Presenting the communique of the two-day National Financial Inclusion Conference in Abuja, the Director, Consumer Protection Department, CBN, Mr Kofo Salam-Alada, said that participants believed that insurance culture should spread among the citizenry as it holds the key to unlocking the economic potential of the country, while addressing current national malaise like backwardness and poverty alleviation dominant in the rural areas.

According to him, participants observed that there was currently more awareness about banking and other similar financial services than insurance.

“It was for this reason that of all the financial services, insurance is one of the least patronised product.

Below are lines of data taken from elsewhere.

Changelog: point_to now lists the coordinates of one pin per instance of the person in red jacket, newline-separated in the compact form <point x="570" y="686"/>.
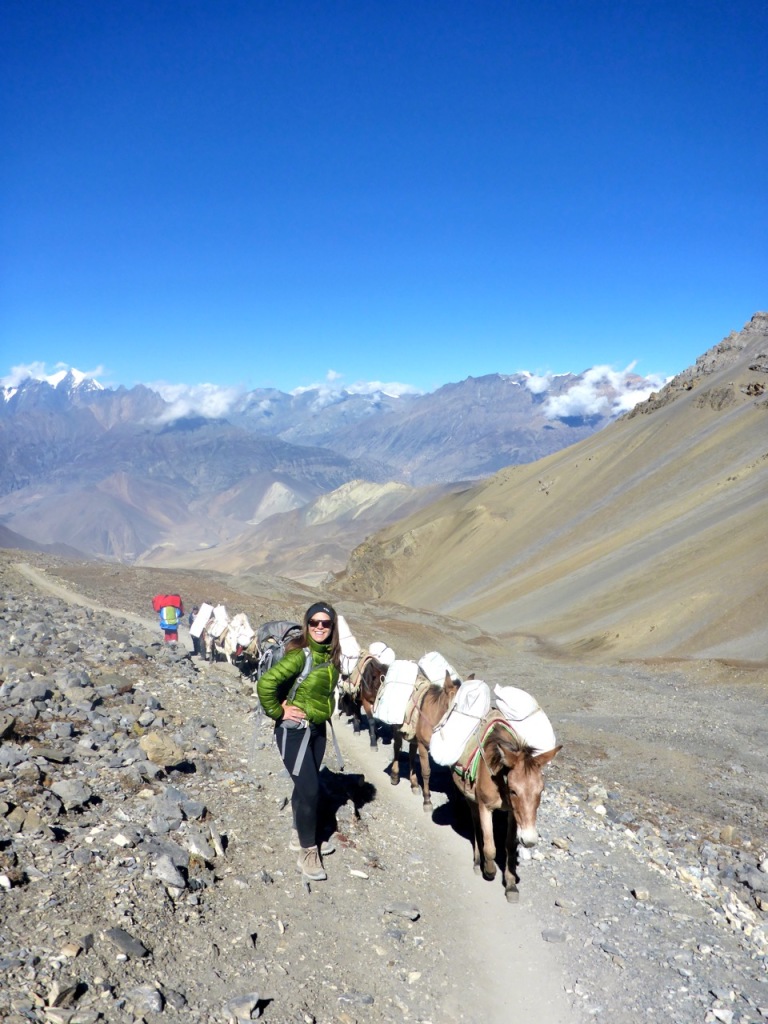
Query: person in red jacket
<point x="170" y="609"/>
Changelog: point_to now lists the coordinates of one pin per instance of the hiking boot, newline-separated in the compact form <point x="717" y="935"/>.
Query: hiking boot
<point x="327" y="847"/>
<point x="310" y="865"/>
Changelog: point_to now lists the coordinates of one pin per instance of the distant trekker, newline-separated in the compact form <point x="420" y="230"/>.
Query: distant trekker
<point x="170" y="611"/>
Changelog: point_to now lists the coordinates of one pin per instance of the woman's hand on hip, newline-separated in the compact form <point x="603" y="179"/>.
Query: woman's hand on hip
<point x="292" y="713"/>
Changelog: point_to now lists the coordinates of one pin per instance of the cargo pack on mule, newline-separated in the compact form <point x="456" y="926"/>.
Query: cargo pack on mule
<point x="170" y="608"/>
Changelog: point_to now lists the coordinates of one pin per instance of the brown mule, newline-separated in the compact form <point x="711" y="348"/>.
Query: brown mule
<point x="429" y="704"/>
<point x="369" y="676"/>
<point x="509" y="777"/>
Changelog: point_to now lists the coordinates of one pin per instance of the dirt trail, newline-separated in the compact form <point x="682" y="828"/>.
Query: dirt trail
<point x="492" y="956"/>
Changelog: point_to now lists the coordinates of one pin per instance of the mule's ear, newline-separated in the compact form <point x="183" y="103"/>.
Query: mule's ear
<point x="544" y="759"/>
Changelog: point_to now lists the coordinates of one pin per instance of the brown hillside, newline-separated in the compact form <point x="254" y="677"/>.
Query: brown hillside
<point x="645" y="540"/>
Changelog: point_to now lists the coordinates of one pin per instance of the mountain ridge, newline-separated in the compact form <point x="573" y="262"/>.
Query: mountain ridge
<point x="126" y="475"/>
<point x="643" y="539"/>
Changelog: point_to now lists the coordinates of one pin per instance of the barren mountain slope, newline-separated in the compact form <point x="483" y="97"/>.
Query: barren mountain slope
<point x="646" y="539"/>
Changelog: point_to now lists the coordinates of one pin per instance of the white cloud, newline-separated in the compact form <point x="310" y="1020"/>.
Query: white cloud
<point x="333" y="389"/>
<point x="601" y="391"/>
<point x="210" y="400"/>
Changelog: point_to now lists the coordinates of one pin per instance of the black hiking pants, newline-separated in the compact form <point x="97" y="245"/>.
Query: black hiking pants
<point x="302" y="752"/>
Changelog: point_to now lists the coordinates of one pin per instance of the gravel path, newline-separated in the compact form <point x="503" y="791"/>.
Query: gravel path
<point x="631" y="908"/>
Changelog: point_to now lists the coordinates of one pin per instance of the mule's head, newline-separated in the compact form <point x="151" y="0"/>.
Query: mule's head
<point x="372" y="679"/>
<point x="517" y="771"/>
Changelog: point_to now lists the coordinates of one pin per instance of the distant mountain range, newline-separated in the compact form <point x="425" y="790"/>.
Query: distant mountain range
<point x="645" y="540"/>
<point x="286" y="482"/>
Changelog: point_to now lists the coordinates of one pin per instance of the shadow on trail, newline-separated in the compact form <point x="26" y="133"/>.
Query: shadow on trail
<point x="339" y="788"/>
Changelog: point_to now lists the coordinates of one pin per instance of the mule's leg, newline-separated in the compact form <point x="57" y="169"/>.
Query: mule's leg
<point x="413" y="774"/>
<point x="476" y="836"/>
<point x="426" y="771"/>
<point x="372" y="731"/>
<point x="488" y="843"/>
<point x="394" y="772"/>
<point x="510" y="868"/>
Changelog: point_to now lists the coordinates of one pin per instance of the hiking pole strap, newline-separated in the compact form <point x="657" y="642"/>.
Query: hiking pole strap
<point x="339" y="759"/>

“We have agreed to put together a delegation to visit the regulatory agency for insurance that is the National Insurance Commission.

“We will also visit the insurance associations to look at the strategies they are working on to advance insurance for financial service penetration.

“The participants also identified the need to deepen legislative backing for the insurance industry in addition to the existing compulsory insurance like the third-party insurance,’’ he explained.

Salam-Alada added that micro insurance scheme could be used as a tool to achieve financial inclusion and assist the industry to cover the observed gaps between insurers and the grass root population.

The director also spoke on the findings by Enhancing Financial Innovation and Access (EFInA), which shows that the North-East and North-West patronises financial services the least.

“We recognised that the North-East and North-West have low financial penetration and this was attributed to cultural and religious factors.

“So, the conference resolved that providers of financial services should be encouraged to devise more products that would be acceptable in these areas.

“In addition to that, stakeholders using our various platforms will also devise programmes that will appeal to the people in the regions and bring them into the inclusion bracket.

“Salam-Alade urged financial service providers to consistently deliver good services to their customers so that they, in turn, will not discourage others to use these products.”

According to the EFinA 2018 survey, 63.6 per cent of Nigeria’s adult population have access to financial services, while 36.6 per cent are still financially excluded.

EFinA is a non-governmental organisation and a financial-sector development organisation funded by the DFID and Bill and Melinda Gate Foundation.

The survey was anchored on several indicators including Banked Population; Remittances; Savings with a Bank; Payments; Received Income; Loan with a Bank; and Banking Agents, among others.

According to EFInA, 60.1 million of Nigerians do not have a bank account; 96.3 million do not use mobile money and 97.9 million do not have insurance.

The EFInA survey report concluded that three factors of affordability, institutional exclusion and lack of awareness were the biggest obstacles to financial inclusion.